Einige Best-Practice-Beispiele für solche Netzwerke sind die Metro mit ihrem Pride-Programm oder BASF mit „LGBT and Friends“. Manche Arbeitgeber wie die Commerzbank bieten sogar Workshops an, die noch nicht geouteten Mitarbeitern bei diesem schwierigen Prozess Hilfestellung leisten. LGBTQ+-Mitarbeiternetzwerke können aber noch mehr als nur für gute Stimmung am Arbeitsplatz sorgen. Zugleich kommt ihnen eine Botschafterfunktion zu. Denn das Image, ein LGBTQ+-freundlicher Arbeitgeber zu sein, wird von allen Beteiligten nicht nur über deren private Kontakte nach außen vermittelt, was vielleicht zu der einen oder anderen Initiativbewerbung von Personen führt, die man nicht auf dem Radar hatte. Auf LGBTQ+-Jobmessen wie „Sticks & Stones“ oder „Milk“ sind diese Mitarbeiter dann das Aushängeschild des Unternehmens und können aus erster Hand über Karrierechancen und Diversity bei ihrem Arbeitgeber berichten. Das schafft Authentizität und weckt Interesse.

USA: eine neue Stiftung hilft

Nachholbedarf bei dem Thema gibt es offensichtlich noch beim Mittelstand. Große Unternehmen oder die Dependancen amerikanischer Konzerne wie Pfizer, Coca Cola und Ford zeigen sich da deutlich aufgeschlossener. Seit 2013 gibt es Proud At Work, eine Stiftung, die sich für die Gleichstellung von queeren Mitarbeitern in der Arbeitswelt einsetzt und den Aufbau entsprechender Firmennetzwerke sowie deren Austausch untereinander voranbringt. So lässt sich von Erfahrungen anderer lernen, wie entsprechende Strategien aussehen können und was alles unternommen werden muss, um sie umzusetzen.
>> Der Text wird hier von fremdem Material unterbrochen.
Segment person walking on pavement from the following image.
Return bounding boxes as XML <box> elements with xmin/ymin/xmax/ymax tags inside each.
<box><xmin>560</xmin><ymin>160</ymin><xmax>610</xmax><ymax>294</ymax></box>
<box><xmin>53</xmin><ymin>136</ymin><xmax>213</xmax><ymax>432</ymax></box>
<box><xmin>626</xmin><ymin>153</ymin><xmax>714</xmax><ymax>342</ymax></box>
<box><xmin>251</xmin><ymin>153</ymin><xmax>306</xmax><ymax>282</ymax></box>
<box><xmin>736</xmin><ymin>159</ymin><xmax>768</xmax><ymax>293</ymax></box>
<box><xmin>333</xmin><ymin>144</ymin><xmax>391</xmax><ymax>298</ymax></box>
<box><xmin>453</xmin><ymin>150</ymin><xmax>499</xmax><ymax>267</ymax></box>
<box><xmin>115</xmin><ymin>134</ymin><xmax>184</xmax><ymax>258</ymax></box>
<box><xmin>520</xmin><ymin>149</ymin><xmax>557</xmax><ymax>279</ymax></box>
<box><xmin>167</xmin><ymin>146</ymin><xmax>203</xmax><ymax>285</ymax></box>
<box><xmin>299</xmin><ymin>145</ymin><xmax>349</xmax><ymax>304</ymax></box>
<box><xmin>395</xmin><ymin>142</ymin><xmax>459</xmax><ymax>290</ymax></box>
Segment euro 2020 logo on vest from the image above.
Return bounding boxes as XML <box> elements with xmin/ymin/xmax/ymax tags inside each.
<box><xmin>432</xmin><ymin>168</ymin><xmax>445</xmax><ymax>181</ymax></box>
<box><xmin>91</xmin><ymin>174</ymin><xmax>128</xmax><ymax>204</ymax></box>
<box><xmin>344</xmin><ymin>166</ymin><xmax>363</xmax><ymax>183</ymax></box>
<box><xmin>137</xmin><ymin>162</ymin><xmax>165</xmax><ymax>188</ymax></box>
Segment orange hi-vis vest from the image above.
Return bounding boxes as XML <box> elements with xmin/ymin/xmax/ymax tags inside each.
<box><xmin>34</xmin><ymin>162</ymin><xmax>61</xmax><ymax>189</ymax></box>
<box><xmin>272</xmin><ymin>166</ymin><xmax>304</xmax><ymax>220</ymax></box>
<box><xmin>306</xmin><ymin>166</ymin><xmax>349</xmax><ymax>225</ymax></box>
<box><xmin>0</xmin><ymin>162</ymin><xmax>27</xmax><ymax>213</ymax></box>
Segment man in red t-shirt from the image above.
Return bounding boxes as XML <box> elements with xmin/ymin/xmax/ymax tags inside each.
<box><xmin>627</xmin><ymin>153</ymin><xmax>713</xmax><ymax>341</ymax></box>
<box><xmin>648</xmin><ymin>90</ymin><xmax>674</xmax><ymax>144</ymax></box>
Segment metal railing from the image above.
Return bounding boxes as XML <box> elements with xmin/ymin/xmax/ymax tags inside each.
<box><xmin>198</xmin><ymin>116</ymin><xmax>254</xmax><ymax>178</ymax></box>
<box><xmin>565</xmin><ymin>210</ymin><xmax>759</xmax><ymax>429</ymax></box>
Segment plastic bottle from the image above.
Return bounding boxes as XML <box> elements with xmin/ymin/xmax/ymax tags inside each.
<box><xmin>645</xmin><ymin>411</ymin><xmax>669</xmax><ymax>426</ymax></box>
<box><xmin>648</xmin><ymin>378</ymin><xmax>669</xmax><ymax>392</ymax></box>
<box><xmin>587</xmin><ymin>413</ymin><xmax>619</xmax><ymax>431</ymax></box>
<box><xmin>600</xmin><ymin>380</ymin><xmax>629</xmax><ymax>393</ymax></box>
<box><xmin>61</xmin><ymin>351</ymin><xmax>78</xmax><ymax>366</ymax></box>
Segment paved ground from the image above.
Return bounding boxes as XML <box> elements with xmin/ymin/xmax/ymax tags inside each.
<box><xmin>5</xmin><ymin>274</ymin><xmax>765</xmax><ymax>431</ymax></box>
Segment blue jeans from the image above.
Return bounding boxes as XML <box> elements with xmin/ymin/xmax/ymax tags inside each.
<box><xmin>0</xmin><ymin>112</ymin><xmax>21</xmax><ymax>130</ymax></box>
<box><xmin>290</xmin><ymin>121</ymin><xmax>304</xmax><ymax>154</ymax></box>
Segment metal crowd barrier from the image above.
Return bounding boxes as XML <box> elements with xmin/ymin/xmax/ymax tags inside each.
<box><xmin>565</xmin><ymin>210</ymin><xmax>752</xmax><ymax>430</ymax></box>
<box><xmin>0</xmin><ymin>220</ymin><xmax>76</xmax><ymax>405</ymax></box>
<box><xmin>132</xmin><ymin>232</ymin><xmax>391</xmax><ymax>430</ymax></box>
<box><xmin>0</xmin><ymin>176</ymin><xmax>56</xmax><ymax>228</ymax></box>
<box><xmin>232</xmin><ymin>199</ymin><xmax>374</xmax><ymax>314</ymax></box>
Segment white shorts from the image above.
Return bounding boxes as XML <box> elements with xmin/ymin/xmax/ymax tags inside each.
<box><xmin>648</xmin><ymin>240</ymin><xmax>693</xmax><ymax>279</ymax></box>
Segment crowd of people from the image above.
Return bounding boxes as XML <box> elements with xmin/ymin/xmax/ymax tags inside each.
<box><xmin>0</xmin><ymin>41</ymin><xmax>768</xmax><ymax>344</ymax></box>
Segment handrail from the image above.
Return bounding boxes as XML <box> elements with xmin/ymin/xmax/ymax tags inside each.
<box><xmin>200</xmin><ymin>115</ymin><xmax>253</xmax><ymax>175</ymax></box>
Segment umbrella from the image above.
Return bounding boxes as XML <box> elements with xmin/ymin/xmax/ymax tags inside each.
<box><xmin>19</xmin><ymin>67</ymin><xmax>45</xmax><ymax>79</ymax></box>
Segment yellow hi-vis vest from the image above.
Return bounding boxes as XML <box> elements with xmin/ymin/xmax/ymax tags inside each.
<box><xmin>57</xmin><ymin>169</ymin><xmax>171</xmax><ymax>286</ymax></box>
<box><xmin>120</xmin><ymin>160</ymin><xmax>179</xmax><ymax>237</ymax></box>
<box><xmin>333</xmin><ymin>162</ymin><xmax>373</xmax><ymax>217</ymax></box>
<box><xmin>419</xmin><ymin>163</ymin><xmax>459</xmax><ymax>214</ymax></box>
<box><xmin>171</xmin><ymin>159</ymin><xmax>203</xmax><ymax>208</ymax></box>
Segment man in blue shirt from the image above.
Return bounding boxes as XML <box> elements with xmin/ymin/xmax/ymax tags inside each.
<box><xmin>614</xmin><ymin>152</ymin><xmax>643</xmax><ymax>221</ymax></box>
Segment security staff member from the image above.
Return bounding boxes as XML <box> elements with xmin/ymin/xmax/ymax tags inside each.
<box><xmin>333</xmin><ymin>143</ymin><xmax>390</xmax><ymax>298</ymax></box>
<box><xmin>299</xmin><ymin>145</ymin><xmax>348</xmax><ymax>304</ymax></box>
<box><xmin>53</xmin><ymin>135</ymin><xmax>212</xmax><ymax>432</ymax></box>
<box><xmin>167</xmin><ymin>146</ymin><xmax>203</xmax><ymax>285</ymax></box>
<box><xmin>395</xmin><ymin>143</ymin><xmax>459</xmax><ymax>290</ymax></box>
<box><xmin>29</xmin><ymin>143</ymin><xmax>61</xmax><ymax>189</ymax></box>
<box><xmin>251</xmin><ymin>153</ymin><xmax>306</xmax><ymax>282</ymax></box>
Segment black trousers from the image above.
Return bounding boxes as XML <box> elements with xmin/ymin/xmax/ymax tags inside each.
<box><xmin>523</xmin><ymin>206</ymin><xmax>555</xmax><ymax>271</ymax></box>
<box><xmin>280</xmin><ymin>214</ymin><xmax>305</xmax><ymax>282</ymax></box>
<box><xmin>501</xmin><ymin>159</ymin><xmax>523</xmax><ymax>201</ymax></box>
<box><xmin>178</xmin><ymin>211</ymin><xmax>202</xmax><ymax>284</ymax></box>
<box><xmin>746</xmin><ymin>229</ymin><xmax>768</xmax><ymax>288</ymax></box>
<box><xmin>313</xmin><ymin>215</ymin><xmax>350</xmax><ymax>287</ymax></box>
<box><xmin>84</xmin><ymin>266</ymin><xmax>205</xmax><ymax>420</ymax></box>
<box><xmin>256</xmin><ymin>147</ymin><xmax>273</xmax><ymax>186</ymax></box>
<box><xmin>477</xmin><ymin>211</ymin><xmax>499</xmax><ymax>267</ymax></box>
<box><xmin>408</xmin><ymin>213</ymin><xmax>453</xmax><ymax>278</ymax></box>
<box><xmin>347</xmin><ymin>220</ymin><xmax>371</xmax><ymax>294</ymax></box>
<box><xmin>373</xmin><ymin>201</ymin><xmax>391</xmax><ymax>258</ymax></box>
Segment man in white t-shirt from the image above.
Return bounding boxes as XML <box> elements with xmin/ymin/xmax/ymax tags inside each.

Doch das beste Diversity Management taugt nichts, wenn beispielsweise queere Mitarbeiter im Außendienst in Länder geschickt werden, in denen Homosexualität strafbar ist und Repressionen drohen. Auf ihre Bedenken und Ängste sollte sehr sensibel und verständnisvoll eingegangen werden. Denn ansonsten kann die Glaubwürdigkeit als Arbeitgeber bei dem Thema Diversity schnell auf dem Spiel stehen. Ferner gilt Vorsicht vor Fettnäpfchen bei der Wortwahl, Stichwort positive Diskriminierung. Wer meint, queere Mitarbeiter als besonders kreativ zu bezeichnen, erntet nicht nur ein Stirnrunzeln, sondern vermitteln ihnen schnell das Gefühl, nur der „Quoten-Schwule“ oder die „Quoten-Lesbe“ zu sein.